Robust Hypothesis Generation: LLM-Automated Language Bias for Inductive Logic Programming
This addresses the need for automated, explainable hypothesis generation in AI cognition, representing a novel method rather than an incremental improvement.
The paper tackles the problem of automating robust hypothesis generation in open environments by integrating a multi-agent LLM system with Inductive Logic Programming to autonomously define symbolic vocabulary from raw text, overcoming traditional bottlenecks. It reports superior performance in diverse scenarios, though no concrete numbers are provided.

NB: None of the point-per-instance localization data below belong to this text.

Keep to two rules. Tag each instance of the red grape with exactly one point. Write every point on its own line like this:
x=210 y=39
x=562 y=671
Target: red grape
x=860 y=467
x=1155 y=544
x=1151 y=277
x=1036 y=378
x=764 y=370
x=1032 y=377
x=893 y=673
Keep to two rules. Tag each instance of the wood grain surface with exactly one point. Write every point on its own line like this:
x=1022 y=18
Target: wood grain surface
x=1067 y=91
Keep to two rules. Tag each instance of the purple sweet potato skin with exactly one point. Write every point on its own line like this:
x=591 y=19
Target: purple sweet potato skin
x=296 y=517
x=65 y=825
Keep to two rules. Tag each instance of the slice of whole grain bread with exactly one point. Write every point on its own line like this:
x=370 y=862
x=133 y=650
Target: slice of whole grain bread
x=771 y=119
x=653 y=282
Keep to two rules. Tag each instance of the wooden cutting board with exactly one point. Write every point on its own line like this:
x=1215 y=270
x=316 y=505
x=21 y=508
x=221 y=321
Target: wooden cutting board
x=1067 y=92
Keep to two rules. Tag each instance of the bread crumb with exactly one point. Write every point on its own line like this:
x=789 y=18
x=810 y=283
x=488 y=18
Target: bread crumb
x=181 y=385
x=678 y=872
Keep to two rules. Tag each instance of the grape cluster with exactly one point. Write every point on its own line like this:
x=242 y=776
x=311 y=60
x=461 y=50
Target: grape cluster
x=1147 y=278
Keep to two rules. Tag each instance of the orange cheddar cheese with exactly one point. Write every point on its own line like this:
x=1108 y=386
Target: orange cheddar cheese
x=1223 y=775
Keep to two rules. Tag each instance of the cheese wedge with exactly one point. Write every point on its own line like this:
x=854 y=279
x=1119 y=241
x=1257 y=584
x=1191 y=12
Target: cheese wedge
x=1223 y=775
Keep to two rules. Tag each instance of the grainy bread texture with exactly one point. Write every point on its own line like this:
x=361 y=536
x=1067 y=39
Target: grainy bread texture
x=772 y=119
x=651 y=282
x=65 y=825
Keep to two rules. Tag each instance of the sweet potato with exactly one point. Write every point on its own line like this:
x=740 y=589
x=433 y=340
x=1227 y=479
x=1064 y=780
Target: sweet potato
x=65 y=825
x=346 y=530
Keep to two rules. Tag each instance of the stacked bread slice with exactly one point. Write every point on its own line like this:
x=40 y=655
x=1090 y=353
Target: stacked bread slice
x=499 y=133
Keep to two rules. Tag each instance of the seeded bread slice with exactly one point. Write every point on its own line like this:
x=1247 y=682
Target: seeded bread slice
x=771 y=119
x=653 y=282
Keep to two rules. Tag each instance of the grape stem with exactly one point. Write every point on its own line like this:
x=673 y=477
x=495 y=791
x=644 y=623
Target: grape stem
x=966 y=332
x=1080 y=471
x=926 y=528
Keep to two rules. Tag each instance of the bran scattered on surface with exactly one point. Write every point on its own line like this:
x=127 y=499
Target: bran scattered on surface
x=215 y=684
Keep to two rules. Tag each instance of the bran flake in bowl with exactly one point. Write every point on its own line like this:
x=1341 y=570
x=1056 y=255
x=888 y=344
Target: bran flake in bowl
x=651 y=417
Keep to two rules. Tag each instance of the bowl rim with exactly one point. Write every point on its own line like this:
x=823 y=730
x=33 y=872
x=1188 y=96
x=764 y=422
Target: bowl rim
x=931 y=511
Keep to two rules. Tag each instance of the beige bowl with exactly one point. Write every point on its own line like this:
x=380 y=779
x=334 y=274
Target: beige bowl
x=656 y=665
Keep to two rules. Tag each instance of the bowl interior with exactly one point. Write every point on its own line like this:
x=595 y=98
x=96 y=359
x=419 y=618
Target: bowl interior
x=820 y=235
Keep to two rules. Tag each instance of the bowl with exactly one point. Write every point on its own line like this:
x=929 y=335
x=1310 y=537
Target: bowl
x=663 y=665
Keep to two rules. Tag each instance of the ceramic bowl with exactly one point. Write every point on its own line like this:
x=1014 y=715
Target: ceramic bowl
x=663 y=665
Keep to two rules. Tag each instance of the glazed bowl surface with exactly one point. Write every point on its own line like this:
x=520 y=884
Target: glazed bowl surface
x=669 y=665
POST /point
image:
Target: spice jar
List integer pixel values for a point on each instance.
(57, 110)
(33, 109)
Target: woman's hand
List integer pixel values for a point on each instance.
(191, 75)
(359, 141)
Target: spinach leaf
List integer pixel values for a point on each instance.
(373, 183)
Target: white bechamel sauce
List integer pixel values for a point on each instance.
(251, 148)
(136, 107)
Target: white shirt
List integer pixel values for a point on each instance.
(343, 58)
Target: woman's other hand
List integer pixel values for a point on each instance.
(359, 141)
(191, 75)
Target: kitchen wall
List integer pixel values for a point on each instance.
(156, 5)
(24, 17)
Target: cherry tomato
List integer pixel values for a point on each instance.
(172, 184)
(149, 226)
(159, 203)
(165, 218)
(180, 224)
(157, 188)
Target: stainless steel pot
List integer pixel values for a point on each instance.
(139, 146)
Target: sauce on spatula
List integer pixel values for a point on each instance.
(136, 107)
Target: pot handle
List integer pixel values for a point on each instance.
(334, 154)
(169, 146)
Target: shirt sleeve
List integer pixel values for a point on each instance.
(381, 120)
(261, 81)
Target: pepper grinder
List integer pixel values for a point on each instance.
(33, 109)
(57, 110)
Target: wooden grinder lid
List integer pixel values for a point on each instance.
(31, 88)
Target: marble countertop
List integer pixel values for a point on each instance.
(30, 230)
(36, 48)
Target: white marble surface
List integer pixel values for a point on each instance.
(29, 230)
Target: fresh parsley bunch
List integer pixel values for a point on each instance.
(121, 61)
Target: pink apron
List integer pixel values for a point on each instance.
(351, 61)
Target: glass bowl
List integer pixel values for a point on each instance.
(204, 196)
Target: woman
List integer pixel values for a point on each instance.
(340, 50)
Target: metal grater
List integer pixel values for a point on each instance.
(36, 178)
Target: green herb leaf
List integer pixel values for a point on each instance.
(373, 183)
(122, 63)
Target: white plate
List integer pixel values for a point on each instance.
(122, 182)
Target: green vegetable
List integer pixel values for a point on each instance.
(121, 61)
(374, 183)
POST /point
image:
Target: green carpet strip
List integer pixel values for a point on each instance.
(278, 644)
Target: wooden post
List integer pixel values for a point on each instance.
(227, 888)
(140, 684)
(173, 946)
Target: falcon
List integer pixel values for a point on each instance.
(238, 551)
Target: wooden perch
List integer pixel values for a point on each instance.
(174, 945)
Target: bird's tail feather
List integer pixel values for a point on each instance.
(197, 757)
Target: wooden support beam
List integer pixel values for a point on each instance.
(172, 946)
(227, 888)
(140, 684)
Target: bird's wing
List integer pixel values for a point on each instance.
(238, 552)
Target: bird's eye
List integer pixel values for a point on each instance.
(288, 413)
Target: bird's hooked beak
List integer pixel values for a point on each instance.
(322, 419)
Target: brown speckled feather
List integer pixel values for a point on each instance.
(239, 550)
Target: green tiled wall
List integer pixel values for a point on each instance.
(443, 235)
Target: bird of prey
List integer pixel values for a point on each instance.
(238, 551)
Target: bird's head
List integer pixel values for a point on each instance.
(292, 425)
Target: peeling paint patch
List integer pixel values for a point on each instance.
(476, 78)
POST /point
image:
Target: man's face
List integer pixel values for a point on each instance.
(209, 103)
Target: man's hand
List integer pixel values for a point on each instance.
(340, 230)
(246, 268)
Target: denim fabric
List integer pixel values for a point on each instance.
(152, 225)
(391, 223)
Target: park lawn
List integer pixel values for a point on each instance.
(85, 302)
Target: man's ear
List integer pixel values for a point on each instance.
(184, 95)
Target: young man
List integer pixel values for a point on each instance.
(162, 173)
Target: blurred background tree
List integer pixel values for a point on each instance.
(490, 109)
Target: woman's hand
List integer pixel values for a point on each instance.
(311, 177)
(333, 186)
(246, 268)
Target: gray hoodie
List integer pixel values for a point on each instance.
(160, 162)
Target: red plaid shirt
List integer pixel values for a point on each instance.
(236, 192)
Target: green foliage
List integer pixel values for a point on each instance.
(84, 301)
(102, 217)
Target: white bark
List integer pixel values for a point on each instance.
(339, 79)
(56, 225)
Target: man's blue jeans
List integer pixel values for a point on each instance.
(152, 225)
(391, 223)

Automating robust hypothesis generation in open environments is pivotal for AI cognition. We introduce a novel framework integrating a multi-agent system, powered by Large Language Models (LLMs), with Inductive Logic Programming (ILP). Our system's LLM agents autonomously define a structured symbolic vocabulary (predicates) and relational templates , i.e., \emph{language bias} directly from raw textual data. This automated symbolic grounding (the construction of the language bias), traditionally an expert-driven bottleneck for ILP, then guides the transformation of text into facts for an ILP solver, which inductively learns interpretable rules. This approach overcomes traditional ILP's reliance on predefined symbolic structures and the noise-sensitivity of pure LLM methods. Extensive experiments in diverse, challenging scenarios validate superior performance, paving a new path for automated, explainable, and verifiable hypothesis generation.